An example best illustrates the point: Assume a whistleblower receives a $500,000 award from the SEC pursuant to the Dodd-Frank Act.  The net award is about $350,000 after the whistleblower pays his attorney $150,000 pursuant to a contingent fee agreement. One might expect the whistleblower to be taxed on the net amount: $350,000. Wrong, the whistleblower would be taxed on the entire amount of the award ($500,000), since taxes would likely be computed using the federal Alternative Minimum Tax (AMT) of 28%, which would include the $150,000 of attorney’s fees. It gets worse when the state, e.g., New York, has its own AMT. In this scenario, the unhappy whistleblower could easily net only one-third of his $500,000 award: $166,000. 

This problem originates with Commissioner v. Banks, 543 U.S. 426 (2005), where the Supreme Court held the plaintiff’s entire recovery of economic damages in a civil rights case was taxable income, including the portion paid to the plaintiff’s attorney under a contingent fee agreement. Although the amount paid as attorney’s fees may be claimed as an itemized deduction (Campbell vCommissioner, 134 T.C. 20 (2010)), it is still subject to the AMT (28%) and to the 2% floor on miscellaneous deductions. Banks had disastrous effects for the False Claims Act (FCA) whistleblower in Campbell. In addition to holding that the attorney’s fees were taxable to the whistleblower, the tax court tacked on a 20% penalty for trying to circumvent the law. After the events in Campbell, but prior to the decision, Congress enacted an above-the-line exclusion for attorney’s fees for FCA whistleblowers (26 USC § 62(a)(20)), but the Campbell Court declined to apply that statute retroactively.

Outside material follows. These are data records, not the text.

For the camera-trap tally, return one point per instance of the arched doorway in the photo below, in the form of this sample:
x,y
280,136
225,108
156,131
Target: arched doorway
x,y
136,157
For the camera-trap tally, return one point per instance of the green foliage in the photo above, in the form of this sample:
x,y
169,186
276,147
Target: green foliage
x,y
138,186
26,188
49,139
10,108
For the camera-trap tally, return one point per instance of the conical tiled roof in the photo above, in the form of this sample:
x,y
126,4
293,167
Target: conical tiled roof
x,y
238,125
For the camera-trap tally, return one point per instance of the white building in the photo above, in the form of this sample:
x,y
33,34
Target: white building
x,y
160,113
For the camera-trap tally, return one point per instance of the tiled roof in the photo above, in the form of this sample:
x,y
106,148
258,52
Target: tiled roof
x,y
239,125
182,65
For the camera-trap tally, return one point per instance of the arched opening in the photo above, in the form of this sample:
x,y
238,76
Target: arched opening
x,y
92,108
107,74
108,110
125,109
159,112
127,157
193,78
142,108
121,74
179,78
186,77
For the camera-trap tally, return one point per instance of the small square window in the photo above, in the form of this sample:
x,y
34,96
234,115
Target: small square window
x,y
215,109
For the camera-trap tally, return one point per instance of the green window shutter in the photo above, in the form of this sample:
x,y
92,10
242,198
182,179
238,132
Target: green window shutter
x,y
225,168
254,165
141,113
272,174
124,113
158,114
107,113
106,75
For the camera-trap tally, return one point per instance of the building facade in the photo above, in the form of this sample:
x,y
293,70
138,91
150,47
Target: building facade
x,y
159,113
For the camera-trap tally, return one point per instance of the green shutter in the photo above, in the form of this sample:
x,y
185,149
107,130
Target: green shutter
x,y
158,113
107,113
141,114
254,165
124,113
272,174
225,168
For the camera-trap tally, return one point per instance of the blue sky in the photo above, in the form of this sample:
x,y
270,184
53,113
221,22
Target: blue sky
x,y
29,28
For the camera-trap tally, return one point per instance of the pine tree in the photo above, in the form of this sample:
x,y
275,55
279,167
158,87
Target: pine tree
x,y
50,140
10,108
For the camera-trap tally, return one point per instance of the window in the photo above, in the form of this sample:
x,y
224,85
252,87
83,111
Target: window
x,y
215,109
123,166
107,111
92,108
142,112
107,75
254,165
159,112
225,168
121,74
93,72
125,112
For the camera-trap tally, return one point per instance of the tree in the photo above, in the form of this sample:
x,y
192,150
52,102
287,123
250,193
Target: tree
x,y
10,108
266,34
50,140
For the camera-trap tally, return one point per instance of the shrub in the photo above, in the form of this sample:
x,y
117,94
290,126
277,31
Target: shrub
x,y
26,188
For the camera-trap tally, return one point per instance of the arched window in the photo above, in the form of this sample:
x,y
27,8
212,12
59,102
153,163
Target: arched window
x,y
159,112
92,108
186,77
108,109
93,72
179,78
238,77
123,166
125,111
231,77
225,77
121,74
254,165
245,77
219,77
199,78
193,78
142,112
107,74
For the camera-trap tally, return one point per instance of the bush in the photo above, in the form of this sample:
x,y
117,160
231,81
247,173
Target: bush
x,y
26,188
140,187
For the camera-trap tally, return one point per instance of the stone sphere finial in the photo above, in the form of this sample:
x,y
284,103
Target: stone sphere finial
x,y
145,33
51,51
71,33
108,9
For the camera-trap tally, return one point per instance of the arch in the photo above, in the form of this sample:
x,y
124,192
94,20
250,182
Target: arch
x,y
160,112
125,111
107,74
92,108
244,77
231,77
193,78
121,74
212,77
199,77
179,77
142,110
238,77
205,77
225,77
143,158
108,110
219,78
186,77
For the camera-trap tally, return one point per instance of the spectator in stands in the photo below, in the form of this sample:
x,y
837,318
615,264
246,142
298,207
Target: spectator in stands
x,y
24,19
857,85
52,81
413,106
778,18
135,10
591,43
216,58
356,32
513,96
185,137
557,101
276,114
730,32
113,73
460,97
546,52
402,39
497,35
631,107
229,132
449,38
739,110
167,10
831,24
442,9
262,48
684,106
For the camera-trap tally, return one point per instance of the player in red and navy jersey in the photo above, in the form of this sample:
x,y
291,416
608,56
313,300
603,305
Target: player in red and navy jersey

In October 2004, the Civil Rights Tax Relief Act eliminated double taxation in whistleblower reprisal cases, discrimination cases and other employment-related cases. The statute permits an above-the-line exclusion of attorney’s fees, meaning the fees are not taxable to the plaintiff. Accordingly, whistleblowers in reprisalcases ­– ­­including reprisal cases under the DFA – only pay taxes on their net recovery. Likewise, a FCA whistleblower only pays taxes on his net recovery (26 USC § 62(a)(20)). The same is true for a whistleblower who receives an award from the IRS (26 USC § 62(a)(20)). However, since no statutory exclusion applies to the attorney’s fees paid by a whistleblower who obtains an award from the SEC or CFTC under Dodd-Frank, he must go the itemized deduction route, which means the 2% floor and the 28% AMT.

There is no apparent reason for taxing the attorneys’ fees paid by whistleblowers under Dodd-Frank while excluding such fees from gross income for whistleblowers who obtained an award under the FCA or the IRS’s whistleblower program, the model used by Dodd-Frank. Maybe it is time to ask Congress to remedy this injustice.

Gary J. Aguirre is a former SEC Senior Counsel and client of GAP attorneys, who presently heads a law practice focused on financial litigation that includes whistleblower representation.